A Mansion in Washington Heights
Washington's War Headquarters & A Haunted House
The Morris-Jumel Mansion (right photo) has an intriguing story and historic connections to George Washington, Aaron Burr, the wealthiest woman in Colonial America, and is allegedly haunted by more than one ghost. It was used by General George Washington as his Revolutionary War headquarters after his troops retreated from lower Manhattan on September 14, 1776. After the war in 1790, President Washington dined here with his cabinet members and their wives.
Washington Heights, the highest point in Manhattan, was an ideal spot with strategic views for observing troop movements. The Battle of Harlem Heights was planned here before Washington was forced to evacuate most of his army from Manhattan.

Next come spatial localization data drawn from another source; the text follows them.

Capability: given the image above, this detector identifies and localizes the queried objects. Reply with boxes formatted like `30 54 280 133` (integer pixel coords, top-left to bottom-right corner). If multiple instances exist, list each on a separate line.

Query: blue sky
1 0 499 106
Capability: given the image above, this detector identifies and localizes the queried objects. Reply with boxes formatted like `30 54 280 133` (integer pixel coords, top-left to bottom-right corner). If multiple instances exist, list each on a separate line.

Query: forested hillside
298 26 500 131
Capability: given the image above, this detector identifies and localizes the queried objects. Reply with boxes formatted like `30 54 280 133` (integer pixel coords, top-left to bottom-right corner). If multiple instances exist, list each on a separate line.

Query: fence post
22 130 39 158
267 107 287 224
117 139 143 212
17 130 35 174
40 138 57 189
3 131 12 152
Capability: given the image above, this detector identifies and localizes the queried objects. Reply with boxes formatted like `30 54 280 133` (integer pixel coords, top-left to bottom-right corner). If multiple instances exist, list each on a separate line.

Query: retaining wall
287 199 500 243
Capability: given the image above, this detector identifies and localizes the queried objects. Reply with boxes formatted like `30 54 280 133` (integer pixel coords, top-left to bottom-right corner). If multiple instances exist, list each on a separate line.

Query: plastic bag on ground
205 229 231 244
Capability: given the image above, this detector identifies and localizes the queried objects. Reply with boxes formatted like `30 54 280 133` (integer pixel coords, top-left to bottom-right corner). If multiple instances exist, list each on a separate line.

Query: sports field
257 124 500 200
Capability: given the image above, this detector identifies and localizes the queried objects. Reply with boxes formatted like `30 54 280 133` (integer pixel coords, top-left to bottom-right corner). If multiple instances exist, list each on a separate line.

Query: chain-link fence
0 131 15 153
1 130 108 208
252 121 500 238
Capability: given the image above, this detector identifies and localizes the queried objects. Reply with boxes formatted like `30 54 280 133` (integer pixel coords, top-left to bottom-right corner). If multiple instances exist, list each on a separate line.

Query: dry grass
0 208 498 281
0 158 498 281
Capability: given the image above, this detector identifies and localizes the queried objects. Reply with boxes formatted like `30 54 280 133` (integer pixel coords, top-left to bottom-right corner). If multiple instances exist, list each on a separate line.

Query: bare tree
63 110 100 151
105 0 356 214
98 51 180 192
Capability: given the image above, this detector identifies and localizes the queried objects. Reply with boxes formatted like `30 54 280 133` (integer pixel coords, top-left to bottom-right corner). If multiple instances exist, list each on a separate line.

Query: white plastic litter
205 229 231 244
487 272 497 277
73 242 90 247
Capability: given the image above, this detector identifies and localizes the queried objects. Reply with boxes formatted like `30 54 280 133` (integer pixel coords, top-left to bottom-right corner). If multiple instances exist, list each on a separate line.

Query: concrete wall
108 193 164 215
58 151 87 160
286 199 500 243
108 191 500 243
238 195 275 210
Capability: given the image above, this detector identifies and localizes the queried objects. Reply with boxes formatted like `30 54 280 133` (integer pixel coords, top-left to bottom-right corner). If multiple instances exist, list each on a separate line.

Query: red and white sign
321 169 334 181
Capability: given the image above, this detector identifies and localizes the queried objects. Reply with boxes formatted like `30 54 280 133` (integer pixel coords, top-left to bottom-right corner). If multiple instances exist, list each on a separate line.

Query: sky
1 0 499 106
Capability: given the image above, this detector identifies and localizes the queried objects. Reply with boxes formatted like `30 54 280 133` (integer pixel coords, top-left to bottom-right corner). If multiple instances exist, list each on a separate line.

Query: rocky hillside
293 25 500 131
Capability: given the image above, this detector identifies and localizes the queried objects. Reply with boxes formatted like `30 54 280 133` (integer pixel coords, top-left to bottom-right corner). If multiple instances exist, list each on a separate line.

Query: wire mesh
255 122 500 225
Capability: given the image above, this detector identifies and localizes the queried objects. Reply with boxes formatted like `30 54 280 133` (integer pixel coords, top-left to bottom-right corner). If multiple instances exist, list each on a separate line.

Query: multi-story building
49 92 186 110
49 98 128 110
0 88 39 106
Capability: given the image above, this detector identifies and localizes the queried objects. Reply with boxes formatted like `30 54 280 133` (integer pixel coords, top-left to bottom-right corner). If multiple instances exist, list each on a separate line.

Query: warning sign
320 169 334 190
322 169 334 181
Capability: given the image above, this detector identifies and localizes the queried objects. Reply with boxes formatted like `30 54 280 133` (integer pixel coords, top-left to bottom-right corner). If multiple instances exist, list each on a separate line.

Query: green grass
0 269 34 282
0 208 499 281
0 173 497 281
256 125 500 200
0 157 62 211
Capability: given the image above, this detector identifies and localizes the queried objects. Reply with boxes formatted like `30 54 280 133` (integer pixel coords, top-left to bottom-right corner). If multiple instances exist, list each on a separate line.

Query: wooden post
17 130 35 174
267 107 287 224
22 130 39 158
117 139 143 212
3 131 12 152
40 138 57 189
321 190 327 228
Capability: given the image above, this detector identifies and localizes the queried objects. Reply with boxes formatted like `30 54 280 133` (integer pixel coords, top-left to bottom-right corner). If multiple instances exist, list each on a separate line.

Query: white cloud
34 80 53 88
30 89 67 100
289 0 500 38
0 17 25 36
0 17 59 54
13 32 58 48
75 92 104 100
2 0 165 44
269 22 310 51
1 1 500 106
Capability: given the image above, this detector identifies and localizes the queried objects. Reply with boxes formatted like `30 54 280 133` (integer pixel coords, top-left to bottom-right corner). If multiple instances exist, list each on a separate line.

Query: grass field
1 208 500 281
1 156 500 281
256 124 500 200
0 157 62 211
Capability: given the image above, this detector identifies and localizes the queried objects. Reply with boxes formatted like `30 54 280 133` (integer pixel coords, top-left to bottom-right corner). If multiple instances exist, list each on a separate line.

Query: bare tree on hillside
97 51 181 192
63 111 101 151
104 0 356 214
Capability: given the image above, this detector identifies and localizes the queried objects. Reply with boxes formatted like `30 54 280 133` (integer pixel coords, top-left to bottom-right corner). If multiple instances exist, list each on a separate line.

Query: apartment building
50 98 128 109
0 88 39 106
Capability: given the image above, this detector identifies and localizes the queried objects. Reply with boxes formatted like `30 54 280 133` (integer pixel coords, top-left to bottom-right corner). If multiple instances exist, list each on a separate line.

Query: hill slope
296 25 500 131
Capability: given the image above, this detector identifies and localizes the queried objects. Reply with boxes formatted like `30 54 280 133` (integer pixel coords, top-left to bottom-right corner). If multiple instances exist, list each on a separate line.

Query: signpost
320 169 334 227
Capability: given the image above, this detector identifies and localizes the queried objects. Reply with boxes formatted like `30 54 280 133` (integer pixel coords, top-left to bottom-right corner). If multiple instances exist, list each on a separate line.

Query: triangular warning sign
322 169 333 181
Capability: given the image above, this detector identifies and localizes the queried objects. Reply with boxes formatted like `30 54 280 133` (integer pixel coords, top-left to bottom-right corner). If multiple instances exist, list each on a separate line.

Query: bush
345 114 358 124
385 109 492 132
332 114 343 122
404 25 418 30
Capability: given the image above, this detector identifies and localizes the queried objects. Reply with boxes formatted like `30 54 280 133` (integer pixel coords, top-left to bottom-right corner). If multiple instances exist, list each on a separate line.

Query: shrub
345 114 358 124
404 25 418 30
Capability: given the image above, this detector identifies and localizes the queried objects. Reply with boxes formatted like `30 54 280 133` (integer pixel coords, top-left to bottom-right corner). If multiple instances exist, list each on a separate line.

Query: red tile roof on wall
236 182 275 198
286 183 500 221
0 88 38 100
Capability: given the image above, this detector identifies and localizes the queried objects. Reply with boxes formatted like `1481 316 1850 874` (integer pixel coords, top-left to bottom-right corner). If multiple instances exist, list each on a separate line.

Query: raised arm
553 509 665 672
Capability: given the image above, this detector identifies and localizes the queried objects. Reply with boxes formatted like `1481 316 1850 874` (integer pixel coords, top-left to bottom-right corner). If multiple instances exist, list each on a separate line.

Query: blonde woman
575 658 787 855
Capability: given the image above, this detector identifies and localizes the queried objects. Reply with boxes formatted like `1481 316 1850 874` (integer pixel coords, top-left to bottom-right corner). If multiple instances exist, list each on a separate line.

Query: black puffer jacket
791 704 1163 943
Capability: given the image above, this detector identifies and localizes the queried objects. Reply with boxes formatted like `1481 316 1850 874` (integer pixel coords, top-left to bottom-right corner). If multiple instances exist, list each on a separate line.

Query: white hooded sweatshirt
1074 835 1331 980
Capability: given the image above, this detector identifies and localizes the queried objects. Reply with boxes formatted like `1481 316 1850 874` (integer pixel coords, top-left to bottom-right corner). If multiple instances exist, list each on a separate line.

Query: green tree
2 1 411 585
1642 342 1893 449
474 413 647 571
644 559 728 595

The house later became the headquarters of British General Sir Henry Clinton, and finally that of the Hessian commander, Baron Wilhelm von Knyphausen, a German fighting for the British Army with Hessian mercenaries.
In 1765, this Georgian frame-and-shingle house was built as a summer home by Colonel Roger Morris, a British Tory, for his wealthy American wife and perhaps George Washington's first love, Mary Philipse Morris. The original estate covered an astoundingly large part of upper Manhattan, an area of 135 acres straight across the island. In 1810, a wealthy French wine merchant, Stephen Jumel, purchased and remodeled the mansion in a Federal style. Jumel lived there with his wife, Eliza Bowen Jumel. Eliza was raised in a brothel, was once a courtesan, briefly lived in France where she collected art, was a friend of Napoleon's, and supposedly kicked out of France by Louis XVII.
Following Jumel’s death, Eliza married former Vice President Aaron Burr who used her money to pay off his numerous and large debts. The Burr/Jumel marriage lasted a short time and ended with a nasty divorce and much gossip. Each party accused the other of being unfaithful and, apparently, accusations of both were true. Burr, 77 years old at the time, was alleged to have had an affair with a 26-year-old woman. Burr called his wife "the Madam of the Heights" and one of Burr's contemporaries described Eliza as: "born a bastard, in youth a prostitute, in middle age a social climber, died an eccentric." On the day the divorce was finalized, Burr suffered a stroke and died at a Staten Island hotel. Eliza's divorce lawyer just happened to be none other than Alexander Hamilton, Jr. Eliza lived at the mansion until her death in 1865. She left all of her money to a local church and charities and nothing to her relatives.
Located at 160th Street and Edgecombe Avenue in Washington Heights, the mansion is the oldest extant residence in Manhattan. It has 19 rooms, is known for its Palladian forms, beautiful Georgian interiors, and has what is believed to be the country’s first octagonal room. Legend claims that it's haunted by the ghosts of a wandering Hessian soldier who died there, a female servant who commited suicide there, Burr himself, and, of course, the very colorful Eliza.
A carriage driveway of cobblestones leading to the mansion (left photo above) was sold in 1882 and converted into Sylvan Terrace. The 22 row-houses of wood clapboard siding and high-stoops are examples of the frame dwellings once common in northern Manhattan. Sylvan Terrace has been featured in films and television series including Boardwalk Empire. Eliza Jumel's cook and a freed slave, Anne Northrup, was the wife of Solomon Northrup the kidnapped slave whose story is told in the Oscar winning film, Twelve Years A Slave.
Morris-Jumel Mansion is a New York Preservation Commission landmark and on the National Register of Historic Places. Playwright, actor Lin Manual Miranda, wrote some of the musical Hamilton at this historic spot.